I am not entirely shocked that Steve Jobs was not nominated for Best Picture; in addition to the other strikes against it, there were several genuinely superb movies nomination, a good mix of well made blockbusters (The Martian, Mad Max: Fury Road) some well-done independent films (Room, Spotlight) and even a well-done serious Oscar film that did do well at the box office (Steven Spielberg’s Bridge of Spies). The bigger shock was the fact that Sorkin was not nominated for Best Screenplay, despite his winning the Golden Globe that year.  Of the five films that he either wrote or directed in the 2010s, Steve Jobs is the only one where Sorkin was not nominated for anything. Admittedly, there was heavy competition in 2015: in addition to The Martian  and Room, the other nominations included The Big Short, Carol and Brooklyn, all of which have their own merits in telling complicated stories. In particular, Adam McKay’s The Big Short had managed to do something that Sorkin himself mastered in his two previous adaptations: tell a story that seemed impossible to tell in an entertaining way.
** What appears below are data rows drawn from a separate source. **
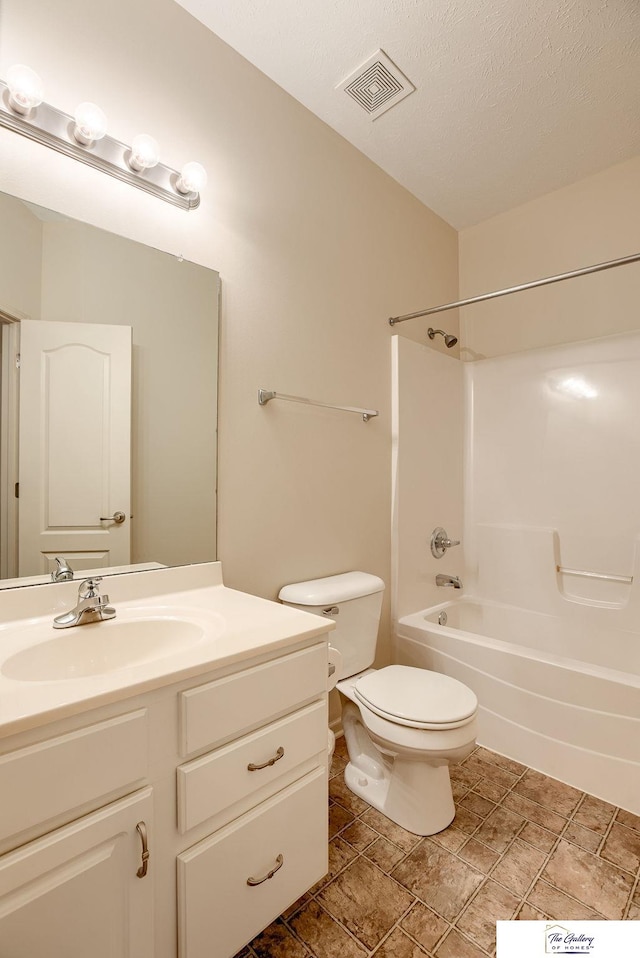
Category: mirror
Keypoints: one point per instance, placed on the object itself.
(61, 276)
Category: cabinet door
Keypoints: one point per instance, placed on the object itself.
(75, 892)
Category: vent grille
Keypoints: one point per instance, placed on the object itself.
(377, 85)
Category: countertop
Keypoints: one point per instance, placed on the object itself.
(236, 627)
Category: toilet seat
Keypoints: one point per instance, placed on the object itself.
(416, 698)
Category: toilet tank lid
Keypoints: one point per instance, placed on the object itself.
(333, 588)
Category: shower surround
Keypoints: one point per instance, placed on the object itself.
(547, 630)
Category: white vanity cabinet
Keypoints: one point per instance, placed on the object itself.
(254, 865)
(223, 774)
(76, 891)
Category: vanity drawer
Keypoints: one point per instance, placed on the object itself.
(217, 908)
(46, 780)
(212, 783)
(227, 707)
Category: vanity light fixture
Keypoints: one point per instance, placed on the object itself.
(83, 137)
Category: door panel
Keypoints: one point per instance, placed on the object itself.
(75, 439)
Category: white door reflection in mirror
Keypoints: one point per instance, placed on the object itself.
(74, 445)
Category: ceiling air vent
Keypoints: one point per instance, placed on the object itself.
(377, 85)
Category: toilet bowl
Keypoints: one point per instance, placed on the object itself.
(403, 726)
(400, 763)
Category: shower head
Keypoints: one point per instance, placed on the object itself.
(449, 340)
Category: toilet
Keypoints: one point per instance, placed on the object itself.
(403, 726)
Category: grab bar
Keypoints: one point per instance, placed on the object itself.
(627, 579)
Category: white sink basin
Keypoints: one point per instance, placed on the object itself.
(131, 639)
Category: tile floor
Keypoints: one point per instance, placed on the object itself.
(522, 845)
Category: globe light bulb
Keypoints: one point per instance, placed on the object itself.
(192, 179)
(91, 123)
(25, 88)
(145, 153)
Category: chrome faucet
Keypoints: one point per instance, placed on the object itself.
(63, 571)
(452, 581)
(91, 606)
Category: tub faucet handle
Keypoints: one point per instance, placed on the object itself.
(449, 581)
(440, 542)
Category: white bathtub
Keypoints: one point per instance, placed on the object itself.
(555, 693)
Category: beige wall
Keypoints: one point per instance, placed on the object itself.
(20, 260)
(316, 247)
(592, 221)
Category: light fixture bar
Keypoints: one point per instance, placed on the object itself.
(53, 128)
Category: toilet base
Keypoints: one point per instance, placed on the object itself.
(410, 792)
(423, 807)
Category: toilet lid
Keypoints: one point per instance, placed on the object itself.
(416, 697)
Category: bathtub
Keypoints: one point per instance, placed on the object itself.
(561, 695)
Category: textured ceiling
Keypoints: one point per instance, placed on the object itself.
(514, 98)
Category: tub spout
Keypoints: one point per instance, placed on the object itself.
(451, 581)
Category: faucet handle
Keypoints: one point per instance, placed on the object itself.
(89, 588)
(440, 542)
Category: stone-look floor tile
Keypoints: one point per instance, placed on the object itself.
(340, 792)
(628, 819)
(492, 903)
(496, 759)
(557, 905)
(548, 792)
(529, 913)
(490, 790)
(477, 804)
(534, 813)
(501, 776)
(297, 905)
(451, 838)
(438, 878)
(322, 935)
(582, 836)
(458, 790)
(384, 854)
(622, 847)
(340, 854)
(276, 941)
(424, 925)
(595, 814)
(591, 880)
(365, 901)
(456, 945)
(359, 835)
(464, 776)
(466, 821)
(499, 829)
(395, 833)
(339, 818)
(538, 837)
(479, 856)
(399, 945)
(518, 867)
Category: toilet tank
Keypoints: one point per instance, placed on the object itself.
(354, 601)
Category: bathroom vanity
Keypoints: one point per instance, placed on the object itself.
(162, 801)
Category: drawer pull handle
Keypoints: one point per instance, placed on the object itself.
(141, 829)
(258, 881)
(252, 767)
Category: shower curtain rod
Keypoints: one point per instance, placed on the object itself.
(518, 289)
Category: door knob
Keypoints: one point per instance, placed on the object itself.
(118, 517)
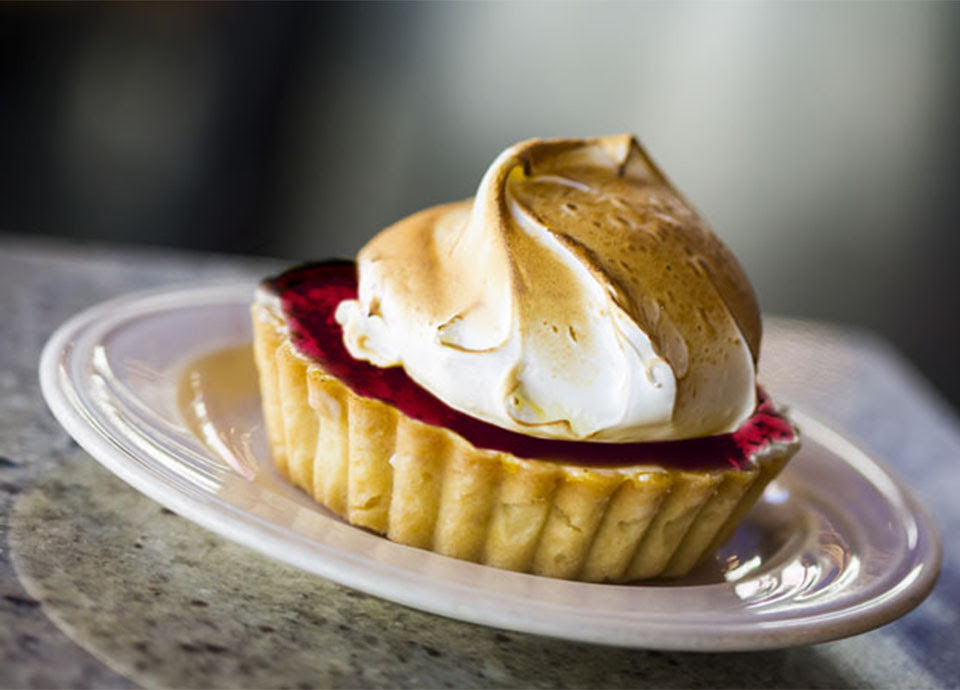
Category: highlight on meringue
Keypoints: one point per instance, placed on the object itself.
(577, 296)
Yet I still feel that Steve Jobs stands up well among Sorkin’s canon. Not only because it tells a story that fits in oeuvre when it comes to his triad of tales of toxic masculinity (which, as I indicated previously, he completed in Molly’s Game) but because it’s a story that I think the world needed to hear, even if it didn’t want to. When Jobs died in 2011, he was celebrated by the world and many Americans still idolize him. It was brave of Sorkin to have Steve Wozniak, late in the film, say that the key difference between the two of them is that “Steve (Jobs) an asshole” and by the time he says it, we think that Wozniak has been understating the case.